- 3 years ago
SO and I are babysitting a dog. He’s very well behaved (he’s peed in the laundry where he sleeps the last 2 nights, but I suspect he just couldn’t hold on until I got up to let him out).
SO thinks I give him too many commands. I don’t! He starts to jump and I tell him to sit. When he sits, I pat him. Same with when I tell him to get in his bed, when he does it, I give him a pat. It’s positive reinforcement – he does as he’s told, he gets a pat! I asked SO what would motivate him to do as he’s told if he does it and gets no attention or praise for it?
He doesn’t seem to like the food he normally eats at his house. We left it overnight and he didn’t touch it. SO seems to think that if he’s hungry enough, he’ll eat it. I disagree – he clearly doesn’t want it. I bought him something different that he loves – I would rather him eat than not eat. We can’t force him to eat something he doesn’t like! And I don’t know why he doesn’t want his regular food – maybe it’s something he associates with home, and he’s not at home. Maybe it’s a psychological thing – bottom line is, he won’t eat it here, and I won’t have him starve. We have been feeding him the food I bought with great success.
SO left him outside yesterday until about 9.30pm. I could hear him protesting when I was in the shower. He just likes company, he doesn’t like when we’re outside and he’s not, or when we’re inside and he’s not. I said to SO maybe he should come back in, he’ll bug the neighbours, and he’s lonely, but SO thinks I’m too soft on him and not authoritative enough – yet the dog follows my commands. Yes he’s a dog who likes being outside, but not on his own! He’s 12 years old so he knows what he wants, and that’s company! He’s used to it at home, why should it be different here? He’s in a new place which is stressful enough.
SO seems to think that when we get a dog, it will be the biggest wimp because I’m too soft. He thinks all the training should be left up to him – which in a way makes sense because SO is home all week, I’m home all weekend – but the dog needs to learn to listen to me too. He had a dog for over 10 years, who was impeccably behaved (thanks to SO), and I have never had a dog so I’m inexperienced in training a dog. But that doesn’t mean I can’t be firm when I need to be. SO may know more about what works and what doesn’t, but these are things I will pick up as we go along – but we both have to be consistent, I know this. I can sense there will be conflict though. For example, I like the idea of crate training overnight, a dog won’t pee in their bed.
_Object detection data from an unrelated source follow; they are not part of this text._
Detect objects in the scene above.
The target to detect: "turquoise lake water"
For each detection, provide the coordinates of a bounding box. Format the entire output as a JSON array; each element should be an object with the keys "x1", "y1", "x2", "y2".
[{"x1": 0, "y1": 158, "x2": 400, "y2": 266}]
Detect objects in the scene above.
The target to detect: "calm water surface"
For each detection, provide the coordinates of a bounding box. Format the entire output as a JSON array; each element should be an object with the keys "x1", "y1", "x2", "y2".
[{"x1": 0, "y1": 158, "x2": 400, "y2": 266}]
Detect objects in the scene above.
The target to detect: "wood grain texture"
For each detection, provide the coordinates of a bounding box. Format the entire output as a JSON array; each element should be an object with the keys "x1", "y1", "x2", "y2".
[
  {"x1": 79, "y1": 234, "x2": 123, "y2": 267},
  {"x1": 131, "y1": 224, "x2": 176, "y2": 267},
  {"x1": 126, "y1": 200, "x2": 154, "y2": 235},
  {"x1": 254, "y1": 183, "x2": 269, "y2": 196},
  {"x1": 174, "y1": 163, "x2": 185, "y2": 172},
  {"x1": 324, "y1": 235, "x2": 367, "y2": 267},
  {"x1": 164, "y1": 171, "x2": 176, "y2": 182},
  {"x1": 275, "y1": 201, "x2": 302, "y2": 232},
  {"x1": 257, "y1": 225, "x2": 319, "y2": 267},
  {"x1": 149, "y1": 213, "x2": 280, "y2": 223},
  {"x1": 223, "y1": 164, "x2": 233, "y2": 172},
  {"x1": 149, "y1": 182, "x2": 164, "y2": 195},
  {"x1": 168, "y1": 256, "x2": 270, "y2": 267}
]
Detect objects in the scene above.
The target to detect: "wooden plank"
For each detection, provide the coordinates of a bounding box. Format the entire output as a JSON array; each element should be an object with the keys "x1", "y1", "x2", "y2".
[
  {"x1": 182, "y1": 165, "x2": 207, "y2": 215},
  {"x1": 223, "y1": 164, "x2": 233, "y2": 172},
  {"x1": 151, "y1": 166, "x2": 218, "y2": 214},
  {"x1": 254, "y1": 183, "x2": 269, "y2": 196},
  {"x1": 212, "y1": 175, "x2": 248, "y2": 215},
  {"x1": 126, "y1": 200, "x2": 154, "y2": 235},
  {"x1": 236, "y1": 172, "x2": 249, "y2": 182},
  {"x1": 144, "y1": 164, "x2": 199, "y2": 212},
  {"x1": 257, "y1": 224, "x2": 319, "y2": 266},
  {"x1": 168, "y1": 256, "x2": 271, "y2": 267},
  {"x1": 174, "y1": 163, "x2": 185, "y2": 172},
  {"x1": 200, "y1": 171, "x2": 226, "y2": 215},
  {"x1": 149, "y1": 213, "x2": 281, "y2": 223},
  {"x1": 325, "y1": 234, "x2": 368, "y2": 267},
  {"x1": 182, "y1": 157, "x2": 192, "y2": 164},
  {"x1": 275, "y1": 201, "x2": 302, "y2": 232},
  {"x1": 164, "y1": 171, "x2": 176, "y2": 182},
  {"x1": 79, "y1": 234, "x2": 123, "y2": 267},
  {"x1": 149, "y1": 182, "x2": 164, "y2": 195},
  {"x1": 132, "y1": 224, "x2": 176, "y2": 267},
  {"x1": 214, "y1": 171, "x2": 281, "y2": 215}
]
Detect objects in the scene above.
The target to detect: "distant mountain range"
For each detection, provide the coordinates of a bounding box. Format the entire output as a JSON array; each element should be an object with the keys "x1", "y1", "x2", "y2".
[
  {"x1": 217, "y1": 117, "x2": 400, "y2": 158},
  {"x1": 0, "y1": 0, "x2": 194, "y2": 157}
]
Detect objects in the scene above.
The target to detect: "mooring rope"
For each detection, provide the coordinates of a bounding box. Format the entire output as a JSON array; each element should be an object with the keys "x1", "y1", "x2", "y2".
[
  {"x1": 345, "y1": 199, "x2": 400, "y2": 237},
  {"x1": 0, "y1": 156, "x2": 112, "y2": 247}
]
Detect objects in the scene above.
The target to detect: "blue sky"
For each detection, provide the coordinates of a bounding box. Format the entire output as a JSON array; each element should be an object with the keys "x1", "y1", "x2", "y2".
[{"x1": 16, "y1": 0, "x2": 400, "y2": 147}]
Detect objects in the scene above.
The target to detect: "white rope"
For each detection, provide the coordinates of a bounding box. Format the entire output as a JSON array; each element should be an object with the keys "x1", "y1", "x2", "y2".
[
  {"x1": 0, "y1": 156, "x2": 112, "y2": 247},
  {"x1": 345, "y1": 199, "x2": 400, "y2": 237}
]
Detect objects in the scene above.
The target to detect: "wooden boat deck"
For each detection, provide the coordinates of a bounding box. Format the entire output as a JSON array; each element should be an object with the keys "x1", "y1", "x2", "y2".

It will let you know when it needs to go. I don’t think SO will go for that though. I’ve done a lot of research, picked up some great ideas, especially from websites of people who have the same breed of dog as the one we want. The good thing about a crate is that they feel snug and secure, and it also minimise the potential for damage to property and the dog if it’s secured.
Do you and your SO butt heads over pets? Or do you generally have the same ideas for training, discipline etc? I guess there’s always going to be a weak link, and that would be me!